One potentially awkward scenario is when an employee has received official warnings that are dated or have expiry dates, that the employee duly sees out, only for the sub-par behaviour or performance to return soon after these dates.

The question is, how viable is it for an employer to refer back to expired warnings or a letter dated older than six month as grounds for further action or even dismissal?

It is important to remember if terminating or disciplining an employee not to confuse the purpose of warning letters, for example;

  • Previous warning letters that relate to behavioural issues or misconduct cannot relied on in cases of poor performance and vice versa.
  • If an employee breaches a safety guideline, process or procedure you cannot rely on a previous warning letters for unrelated behavioural or poor performance issues.”

Excerpt from the AWPTI Reasonable Management Action manual – http://awpti.com.au/reasonable-management-action-manual/

Warnings, termination, unfair dismissal – Taylor v Qube Ports P/L t/a Qube Ports

TERMINATION OF EMPLOYMENT – misconducts.394 Fair Work Act 2009 – application for relief from unfair dismissal

The applicant Mr Taylor was terminated for breach of a lawful and reasonable direction given by employer regarding loading of ship on 1 July 2016.

Evidence was provided that the applicant had received three prior warnings for threatening behaviour and failing to follow company procedure.

Mr Taylor submitted that on 1 July 2016 the breach was not deliberate and that he was under a lot of pressure that day.
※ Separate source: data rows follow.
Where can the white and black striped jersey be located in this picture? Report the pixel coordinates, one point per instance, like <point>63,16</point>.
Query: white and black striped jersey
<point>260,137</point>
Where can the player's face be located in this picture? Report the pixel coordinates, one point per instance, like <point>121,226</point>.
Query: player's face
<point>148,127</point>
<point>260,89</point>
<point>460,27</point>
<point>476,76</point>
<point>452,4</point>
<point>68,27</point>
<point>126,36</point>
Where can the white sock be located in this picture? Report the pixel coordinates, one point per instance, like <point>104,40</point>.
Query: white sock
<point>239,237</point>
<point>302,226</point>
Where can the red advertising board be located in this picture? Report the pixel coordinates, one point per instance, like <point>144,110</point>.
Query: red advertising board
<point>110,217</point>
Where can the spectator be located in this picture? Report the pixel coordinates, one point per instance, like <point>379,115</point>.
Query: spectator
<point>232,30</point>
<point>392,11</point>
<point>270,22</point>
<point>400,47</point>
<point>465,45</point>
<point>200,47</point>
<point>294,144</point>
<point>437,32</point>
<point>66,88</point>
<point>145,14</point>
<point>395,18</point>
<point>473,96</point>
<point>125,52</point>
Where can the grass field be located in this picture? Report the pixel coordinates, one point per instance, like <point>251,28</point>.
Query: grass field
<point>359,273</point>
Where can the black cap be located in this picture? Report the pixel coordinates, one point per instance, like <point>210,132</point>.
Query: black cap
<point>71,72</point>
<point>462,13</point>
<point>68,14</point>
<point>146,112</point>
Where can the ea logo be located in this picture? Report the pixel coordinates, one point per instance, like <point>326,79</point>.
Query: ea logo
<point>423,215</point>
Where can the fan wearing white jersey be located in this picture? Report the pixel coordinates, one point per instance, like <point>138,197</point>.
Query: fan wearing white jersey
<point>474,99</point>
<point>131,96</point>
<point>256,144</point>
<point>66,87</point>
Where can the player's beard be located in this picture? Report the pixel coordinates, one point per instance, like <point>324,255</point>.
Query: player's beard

In response Qube argued that applicant’s submissions in relation to nature or quality of breach was irrelevant to question of valid reason and stated that that applicant knew about procedure and decided consciously and wilfully not to follow it.

The Commission found applicant breached company procedure and that he was familiar with it but as it was an isolated event and that it did not constitute a valid reason for dismissal and that the prior warnings were not relevant as they were dubious factually with dubious processes.

The Commission found in favour of the respondent that applicant’s previous warnings should be taken into account but only to the extent of whether or not the incidents (relating to the warning) had occurred but not relevance to the dismissal.  The Commission found dismissal was harsh, unjust or unreasonable, that reinstatement inappropriate. Compensation of $18,225.80 less taxation was ordered.